Enhancing diagnostic accuracy in breast cancer: integrating novel machine learning approaches with enhanced image preprocessing for improved mammography analysis.

Abstract

Purpose: This study explored the use of computer-aided diagnosis (CAD) systems to enhance mammography image quality and identify potentially suspicious areas, because mammography is the primary method for breast cancer screening. The primary aim was to find the best combination of preprocessing algorithms to enable more precise classification and interpretation of mammography images because the selected preprocessing algorithms significantly impact the effectiveness of later classification and segmentation processes.

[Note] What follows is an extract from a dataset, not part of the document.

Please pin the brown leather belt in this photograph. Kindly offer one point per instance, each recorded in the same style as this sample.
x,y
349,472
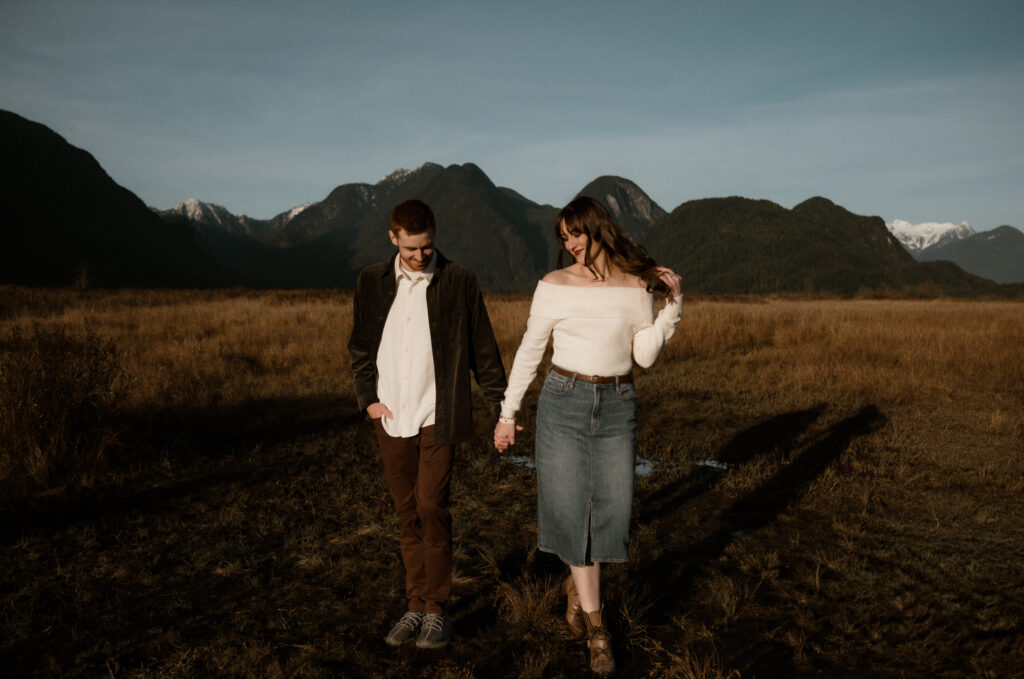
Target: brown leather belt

Material and methods: The study utilised the mini-MIAS database of mammography images and examined the impact of applying various preprocessing method combinations to differentiate between malignant and benign breast lesions. The preprocessing steps included removing label information and pectoral muscle, followed by applying algorithms such as contrast-limited adaptive histogram equalisation (CLAHE), unsharp masking (USM), and median filtering (MF) to enhance image resolution and visibility. After preprocessing, a k-means clustering technique was used to extract potentially suspicious regions, and features were then extracted from these regions of interest (ROIs). The extracted feature datasets were classified using various machine learning algorithms, including artificial neural networks, random forest, and support vector machines.

Results: The findings showed that the combination of CLAHE, USM, and MF preprocessing algorithms resulted in the highest classification performance, outperforming the use of CLAHE alone.

Conclusions: The integration of advanced preprocessing techniques with machine learning significantly enhances the accuracy of mammography analysis, facilitating more precise differentiation between malignant and benign breast lesions.